Selasa, 26 Juni 2018

Catatan Hari Raya #4

Pada tanggal 12 syawal ini, aku bertanya kepada diriku sendiri, apa kabarku pada ramadan tahun ini?

Aku seorang pelupa. Kukira kamu juga. Hari ini ingat. Tiga hari dan seminggu kemudian masih ingat. Lepas itu lalu lupa. Tertimpa oleh ingatan-ingatan baru yang datang belakangan. Lalu, di hari-hari yang akan datang diingatkan kembali entah dengan cara apa dan oleh siapa.

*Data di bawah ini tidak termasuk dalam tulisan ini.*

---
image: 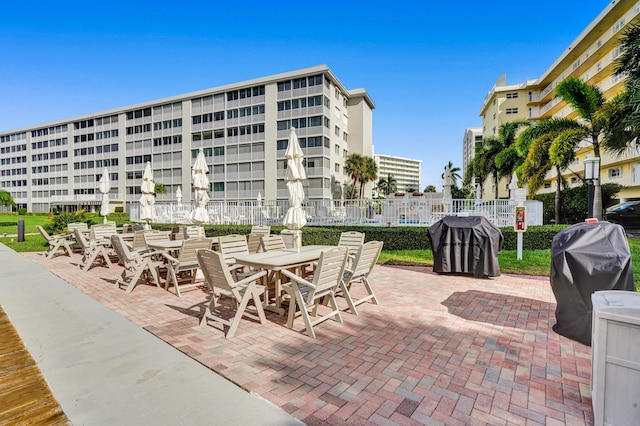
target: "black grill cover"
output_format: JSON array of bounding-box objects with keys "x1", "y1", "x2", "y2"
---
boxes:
[
  {"x1": 429, "y1": 216, "x2": 503, "y2": 277},
  {"x1": 551, "y1": 222, "x2": 635, "y2": 346}
]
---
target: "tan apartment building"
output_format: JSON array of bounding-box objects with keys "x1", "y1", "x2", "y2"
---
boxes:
[
  {"x1": 373, "y1": 154, "x2": 423, "y2": 192},
  {"x1": 480, "y1": 0, "x2": 640, "y2": 199},
  {"x1": 0, "y1": 65, "x2": 375, "y2": 211}
]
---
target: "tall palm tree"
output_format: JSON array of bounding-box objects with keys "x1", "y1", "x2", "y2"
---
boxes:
[
  {"x1": 360, "y1": 156, "x2": 378, "y2": 200},
  {"x1": 344, "y1": 152, "x2": 364, "y2": 199},
  {"x1": 377, "y1": 174, "x2": 398, "y2": 196},
  {"x1": 0, "y1": 189, "x2": 16, "y2": 206},
  {"x1": 556, "y1": 76, "x2": 607, "y2": 218},
  {"x1": 440, "y1": 161, "x2": 462, "y2": 186},
  {"x1": 515, "y1": 118, "x2": 587, "y2": 223},
  {"x1": 495, "y1": 120, "x2": 532, "y2": 186},
  {"x1": 474, "y1": 137, "x2": 502, "y2": 199}
]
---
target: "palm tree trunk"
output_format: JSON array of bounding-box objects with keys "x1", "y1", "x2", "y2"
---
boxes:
[{"x1": 554, "y1": 167, "x2": 562, "y2": 224}]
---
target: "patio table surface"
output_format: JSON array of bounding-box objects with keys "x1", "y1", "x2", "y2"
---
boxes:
[{"x1": 24, "y1": 253, "x2": 593, "y2": 425}]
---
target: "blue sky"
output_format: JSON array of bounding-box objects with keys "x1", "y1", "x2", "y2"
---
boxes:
[{"x1": 0, "y1": 0, "x2": 609, "y2": 189}]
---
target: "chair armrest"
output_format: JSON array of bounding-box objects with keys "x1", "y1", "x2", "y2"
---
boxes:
[
  {"x1": 160, "y1": 251, "x2": 178, "y2": 263},
  {"x1": 235, "y1": 271, "x2": 267, "y2": 285},
  {"x1": 280, "y1": 269, "x2": 316, "y2": 288}
]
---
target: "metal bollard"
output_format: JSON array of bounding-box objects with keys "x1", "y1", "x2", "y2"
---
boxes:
[{"x1": 18, "y1": 219, "x2": 24, "y2": 243}]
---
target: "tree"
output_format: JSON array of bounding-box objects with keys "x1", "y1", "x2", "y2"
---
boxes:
[
  {"x1": 495, "y1": 120, "x2": 532, "y2": 186},
  {"x1": 440, "y1": 161, "x2": 462, "y2": 186},
  {"x1": 598, "y1": 23, "x2": 640, "y2": 153},
  {"x1": 556, "y1": 76, "x2": 607, "y2": 218},
  {"x1": 153, "y1": 182, "x2": 167, "y2": 195},
  {"x1": 377, "y1": 174, "x2": 398, "y2": 196},
  {"x1": 360, "y1": 157, "x2": 378, "y2": 200},
  {"x1": 344, "y1": 152, "x2": 364, "y2": 200},
  {"x1": 0, "y1": 190, "x2": 16, "y2": 207},
  {"x1": 473, "y1": 137, "x2": 502, "y2": 199},
  {"x1": 515, "y1": 118, "x2": 587, "y2": 223}
]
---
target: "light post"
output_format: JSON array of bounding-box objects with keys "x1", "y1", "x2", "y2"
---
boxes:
[{"x1": 584, "y1": 157, "x2": 601, "y2": 217}]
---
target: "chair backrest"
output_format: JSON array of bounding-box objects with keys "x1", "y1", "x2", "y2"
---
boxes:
[
  {"x1": 196, "y1": 250, "x2": 235, "y2": 291},
  {"x1": 307, "y1": 247, "x2": 349, "y2": 304},
  {"x1": 73, "y1": 229, "x2": 91, "y2": 251},
  {"x1": 218, "y1": 234, "x2": 249, "y2": 264},
  {"x1": 262, "y1": 234, "x2": 287, "y2": 251},
  {"x1": 247, "y1": 234, "x2": 265, "y2": 253},
  {"x1": 89, "y1": 222, "x2": 118, "y2": 240},
  {"x1": 347, "y1": 241, "x2": 383, "y2": 280},
  {"x1": 142, "y1": 231, "x2": 171, "y2": 246},
  {"x1": 111, "y1": 234, "x2": 134, "y2": 268},
  {"x1": 36, "y1": 225, "x2": 51, "y2": 242},
  {"x1": 131, "y1": 229, "x2": 147, "y2": 250},
  {"x1": 280, "y1": 229, "x2": 296, "y2": 248},
  {"x1": 251, "y1": 225, "x2": 271, "y2": 235},
  {"x1": 183, "y1": 226, "x2": 205, "y2": 238},
  {"x1": 338, "y1": 231, "x2": 364, "y2": 254},
  {"x1": 178, "y1": 238, "x2": 213, "y2": 266}
]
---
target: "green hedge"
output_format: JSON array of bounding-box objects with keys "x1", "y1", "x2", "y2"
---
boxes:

Aku mencari-cari apa yang tersisa di ingatanku tentang ramadan tahun ini. Ada banyak hal yang terjadi. Hal-hal yang baik dan juga buruk. Namun, hal-hal yang baik lebih mendominasi. Kukira ramadan tahun ini lebih baik daripada ramadan tahun lalu. Terlebih ketika di pertengahan bulan ada suatu hal baru untukku, dan itu benar-benar tidak pernah aku duga sebelumnya.

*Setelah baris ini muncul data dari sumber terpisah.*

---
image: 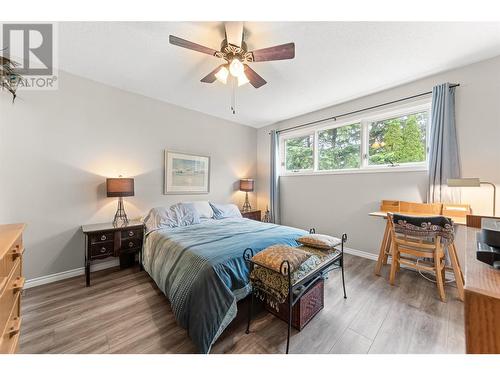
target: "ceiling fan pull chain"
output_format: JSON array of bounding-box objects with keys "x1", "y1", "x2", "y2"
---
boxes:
[{"x1": 231, "y1": 78, "x2": 236, "y2": 115}]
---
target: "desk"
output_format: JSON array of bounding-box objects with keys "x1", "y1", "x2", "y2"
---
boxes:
[
  {"x1": 368, "y1": 211, "x2": 466, "y2": 300},
  {"x1": 464, "y1": 227, "x2": 500, "y2": 354}
]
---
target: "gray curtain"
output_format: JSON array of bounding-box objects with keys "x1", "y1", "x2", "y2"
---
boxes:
[
  {"x1": 427, "y1": 83, "x2": 460, "y2": 203},
  {"x1": 269, "y1": 130, "x2": 280, "y2": 224}
]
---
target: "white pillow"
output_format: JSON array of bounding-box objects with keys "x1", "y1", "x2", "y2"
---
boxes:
[
  {"x1": 210, "y1": 202, "x2": 242, "y2": 219},
  {"x1": 189, "y1": 201, "x2": 214, "y2": 219}
]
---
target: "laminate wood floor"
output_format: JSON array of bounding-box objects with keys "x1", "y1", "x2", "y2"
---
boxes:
[{"x1": 21, "y1": 255, "x2": 465, "y2": 353}]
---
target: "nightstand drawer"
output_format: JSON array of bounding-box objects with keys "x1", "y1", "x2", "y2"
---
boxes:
[
  {"x1": 241, "y1": 210, "x2": 261, "y2": 221},
  {"x1": 90, "y1": 242, "x2": 114, "y2": 259},
  {"x1": 120, "y1": 237, "x2": 142, "y2": 250},
  {"x1": 121, "y1": 228, "x2": 143, "y2": 241},
  {"x1": 89, "y1": 232, "x2": 115, "y2": 243}
]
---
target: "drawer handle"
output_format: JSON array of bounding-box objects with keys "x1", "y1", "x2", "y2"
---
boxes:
[
  {"x1": 7, "y1": 316, "x2": 22, "y2": 336},
  {"x1": 12, "y1": 245, "x2": 24, "y2": 260},
  {"x1": 12, "y1": 277, "x2": 26, "y2": 293}
]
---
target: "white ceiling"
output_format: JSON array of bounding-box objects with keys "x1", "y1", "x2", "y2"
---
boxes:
[{"x1": 59, "y1": 22, "x2": 500, "y2": 127}]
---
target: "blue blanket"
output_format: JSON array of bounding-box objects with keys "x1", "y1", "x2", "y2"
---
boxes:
[{"x1": 143, "y1": 219, "x2": 307, "y2": 353}]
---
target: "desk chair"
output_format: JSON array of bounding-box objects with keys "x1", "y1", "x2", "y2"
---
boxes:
[{"x1": 387, "y1": 213, "x2": 463, "y2": 302}]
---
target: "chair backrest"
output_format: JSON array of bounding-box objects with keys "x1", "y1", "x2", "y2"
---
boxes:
[
  {"x1": 399, "y1": 201, "x2": 443, "y2": 215},
  {"x1": 388, "y1": 214, "x2": 455, "y2": 241},
  {"x1": 441, "y1": 203, "x2": 472, "y2": 217},
  {"x1": 380, "y1": 200, "x2": 400, "y2": 212}
]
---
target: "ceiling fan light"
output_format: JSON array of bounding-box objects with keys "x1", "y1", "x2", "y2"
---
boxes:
[
  {"x1": 229, "y1": 58, "x2": 245, "y2": 77},
  {"x1": 237, "y1": 73, "x2": 250, "y2": 87},
  {"x1": 215, "y1": 66, "x2": 229, "y2": 84}
]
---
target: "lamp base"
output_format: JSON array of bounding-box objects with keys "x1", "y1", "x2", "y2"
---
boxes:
[
  {"x1": 241, "y1": 192, "x2": 252, "y2": 212},
  {"x1": 113, "y1": 197, "x2": 128, "y2": 227}
]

Ramadan sudah berakhir. Ini adalah syawal. Ketika ramadan berlalu apakah membuat hati bersedih atau biasa saja. Atau sedih kemudian segera berbahagia karena akan bertemu dengan hari raya. Hari suka cita. Hari bergembira ria. Hari makan-makan.

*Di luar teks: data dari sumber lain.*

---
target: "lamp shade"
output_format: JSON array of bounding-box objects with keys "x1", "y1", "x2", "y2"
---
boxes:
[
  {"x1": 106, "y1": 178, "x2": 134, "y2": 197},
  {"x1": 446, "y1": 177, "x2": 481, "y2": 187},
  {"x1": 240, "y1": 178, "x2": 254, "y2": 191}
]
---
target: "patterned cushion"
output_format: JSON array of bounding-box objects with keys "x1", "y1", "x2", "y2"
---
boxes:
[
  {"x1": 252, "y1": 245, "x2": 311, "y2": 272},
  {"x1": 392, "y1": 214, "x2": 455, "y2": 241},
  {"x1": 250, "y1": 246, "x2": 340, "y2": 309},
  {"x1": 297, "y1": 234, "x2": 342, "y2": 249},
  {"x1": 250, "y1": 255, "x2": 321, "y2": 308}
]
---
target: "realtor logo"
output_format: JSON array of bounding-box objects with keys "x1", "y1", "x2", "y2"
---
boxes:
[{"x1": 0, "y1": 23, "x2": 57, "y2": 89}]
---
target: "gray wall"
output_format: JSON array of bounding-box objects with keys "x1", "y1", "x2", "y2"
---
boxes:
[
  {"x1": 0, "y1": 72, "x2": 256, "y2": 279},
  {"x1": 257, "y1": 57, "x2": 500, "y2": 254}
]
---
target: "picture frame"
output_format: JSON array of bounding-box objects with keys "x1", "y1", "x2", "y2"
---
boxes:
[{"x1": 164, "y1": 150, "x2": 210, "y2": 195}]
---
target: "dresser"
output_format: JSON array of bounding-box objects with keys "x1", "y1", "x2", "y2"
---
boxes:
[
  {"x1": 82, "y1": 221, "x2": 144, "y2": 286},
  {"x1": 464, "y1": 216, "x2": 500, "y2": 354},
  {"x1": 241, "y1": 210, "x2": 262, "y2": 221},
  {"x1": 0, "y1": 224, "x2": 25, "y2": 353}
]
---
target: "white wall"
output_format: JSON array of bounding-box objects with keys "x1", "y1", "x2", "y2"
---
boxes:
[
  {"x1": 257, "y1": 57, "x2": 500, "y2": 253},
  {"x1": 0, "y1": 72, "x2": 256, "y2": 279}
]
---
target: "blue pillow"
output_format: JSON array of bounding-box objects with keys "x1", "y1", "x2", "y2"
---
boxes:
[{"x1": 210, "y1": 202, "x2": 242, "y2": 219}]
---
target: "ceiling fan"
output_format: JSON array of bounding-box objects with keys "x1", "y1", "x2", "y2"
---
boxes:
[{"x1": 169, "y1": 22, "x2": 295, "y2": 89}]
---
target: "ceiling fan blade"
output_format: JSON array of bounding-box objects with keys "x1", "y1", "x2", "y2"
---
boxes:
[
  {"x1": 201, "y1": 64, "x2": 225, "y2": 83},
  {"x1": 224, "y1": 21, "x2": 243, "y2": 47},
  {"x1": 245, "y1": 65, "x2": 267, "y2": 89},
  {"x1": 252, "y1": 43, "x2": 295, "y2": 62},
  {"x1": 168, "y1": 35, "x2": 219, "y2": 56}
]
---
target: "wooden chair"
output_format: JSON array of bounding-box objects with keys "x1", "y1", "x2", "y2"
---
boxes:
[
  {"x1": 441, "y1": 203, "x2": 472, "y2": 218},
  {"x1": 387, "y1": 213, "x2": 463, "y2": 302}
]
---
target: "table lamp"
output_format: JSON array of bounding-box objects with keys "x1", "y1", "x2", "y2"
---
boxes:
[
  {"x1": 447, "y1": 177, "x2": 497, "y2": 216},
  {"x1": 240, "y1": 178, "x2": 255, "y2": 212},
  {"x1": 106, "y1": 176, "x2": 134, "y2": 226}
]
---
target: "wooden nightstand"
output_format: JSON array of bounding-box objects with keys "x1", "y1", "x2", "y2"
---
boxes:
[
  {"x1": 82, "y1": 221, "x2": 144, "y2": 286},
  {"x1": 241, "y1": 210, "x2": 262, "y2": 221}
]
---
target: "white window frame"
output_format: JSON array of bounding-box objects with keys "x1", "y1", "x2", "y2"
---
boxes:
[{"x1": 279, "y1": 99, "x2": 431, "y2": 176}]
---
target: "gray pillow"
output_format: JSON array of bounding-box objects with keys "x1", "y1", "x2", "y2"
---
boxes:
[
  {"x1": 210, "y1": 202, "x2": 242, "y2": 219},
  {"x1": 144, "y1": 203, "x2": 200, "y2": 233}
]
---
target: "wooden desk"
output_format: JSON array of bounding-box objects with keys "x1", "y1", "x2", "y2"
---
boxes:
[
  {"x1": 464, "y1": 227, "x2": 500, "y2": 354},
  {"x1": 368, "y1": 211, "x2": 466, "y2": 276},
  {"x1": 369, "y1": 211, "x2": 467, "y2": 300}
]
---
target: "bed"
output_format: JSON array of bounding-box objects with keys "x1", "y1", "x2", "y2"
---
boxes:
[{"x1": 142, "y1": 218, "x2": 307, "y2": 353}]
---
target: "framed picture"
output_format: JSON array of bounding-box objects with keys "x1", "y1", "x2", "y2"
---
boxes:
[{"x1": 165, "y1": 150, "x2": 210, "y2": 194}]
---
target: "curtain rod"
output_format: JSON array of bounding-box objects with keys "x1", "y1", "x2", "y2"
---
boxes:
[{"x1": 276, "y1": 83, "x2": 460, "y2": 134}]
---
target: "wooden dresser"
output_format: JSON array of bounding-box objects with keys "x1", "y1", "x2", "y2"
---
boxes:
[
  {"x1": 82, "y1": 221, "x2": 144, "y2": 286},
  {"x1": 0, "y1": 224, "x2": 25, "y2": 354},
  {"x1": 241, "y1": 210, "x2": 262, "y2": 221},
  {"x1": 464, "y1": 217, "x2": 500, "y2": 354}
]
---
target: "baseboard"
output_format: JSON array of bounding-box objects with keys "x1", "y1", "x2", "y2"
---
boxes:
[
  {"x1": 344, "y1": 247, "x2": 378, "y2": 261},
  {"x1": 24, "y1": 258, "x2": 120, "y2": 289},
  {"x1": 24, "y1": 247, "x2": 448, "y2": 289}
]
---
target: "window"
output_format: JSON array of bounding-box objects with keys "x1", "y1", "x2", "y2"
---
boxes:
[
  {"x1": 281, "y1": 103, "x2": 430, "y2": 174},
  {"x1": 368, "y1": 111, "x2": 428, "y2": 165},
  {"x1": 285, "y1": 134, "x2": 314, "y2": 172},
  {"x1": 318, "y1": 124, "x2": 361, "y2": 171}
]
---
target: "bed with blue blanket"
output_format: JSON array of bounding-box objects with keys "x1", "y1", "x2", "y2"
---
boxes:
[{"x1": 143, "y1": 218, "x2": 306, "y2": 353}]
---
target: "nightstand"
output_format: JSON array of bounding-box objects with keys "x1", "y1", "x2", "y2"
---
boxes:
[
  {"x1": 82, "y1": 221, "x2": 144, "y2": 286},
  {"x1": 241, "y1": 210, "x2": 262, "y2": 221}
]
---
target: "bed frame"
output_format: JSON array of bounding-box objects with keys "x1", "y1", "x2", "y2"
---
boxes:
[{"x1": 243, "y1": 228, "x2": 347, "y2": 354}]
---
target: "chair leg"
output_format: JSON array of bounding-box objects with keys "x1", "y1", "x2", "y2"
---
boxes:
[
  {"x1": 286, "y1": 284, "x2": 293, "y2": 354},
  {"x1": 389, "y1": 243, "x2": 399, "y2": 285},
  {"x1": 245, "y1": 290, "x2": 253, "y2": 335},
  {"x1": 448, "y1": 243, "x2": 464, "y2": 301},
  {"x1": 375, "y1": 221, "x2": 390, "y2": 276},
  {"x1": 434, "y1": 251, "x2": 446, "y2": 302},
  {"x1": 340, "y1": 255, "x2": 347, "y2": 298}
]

Di hari-hari terakhir bulan ramadan ada suatu kebiasaan masyarakat untuk kembali ke kampung halaman. Kebiasaan itu bernama mudik. Mudik, kukira adalah suatu perjalanan dan juga perjuangan. Lebih dari itu, mudik adalah suatu usaha untuk membayar rindu kepada orang-orang di tempat asal dan kenangan-kenangan yang pernah dibuat. Karena dari sana semuanya bermula. Dan berproses menjadi seperti yang sekarang ada.

Di hari lebaran ada ibu yang rindu dengan anaknya dan ayah yang tidak tahu cara mengekspresikannya. Mereka tidak butuh harta untuk dibawa pulang. Tetapi kehadiran anak-anaknya di hadapan mereka itu sudah cukup.

Ramadan sudah benar-benar berakhir, apa yang tersisa dari aku? Apa sudah menjadi orang yang lebih baik? Ketika ketinggalan salat berjamaah di masjid, apakah bisa membuat hati bersedih? Ketika mendapati diri kehilangan hafalan surah-surah, juga membuat bersedih? Atau tidak sempat membaca alquran barang satu halaman dalam sehari, membuat hati bersedih juga? Dapatkah aku menjawab pertanyaan-pertanyaan yang aku lontarkan kepada aku itu? Atau jangan-jangan aku masih bingung dengan perasaanku sendiri yang bisa berubah-ubah.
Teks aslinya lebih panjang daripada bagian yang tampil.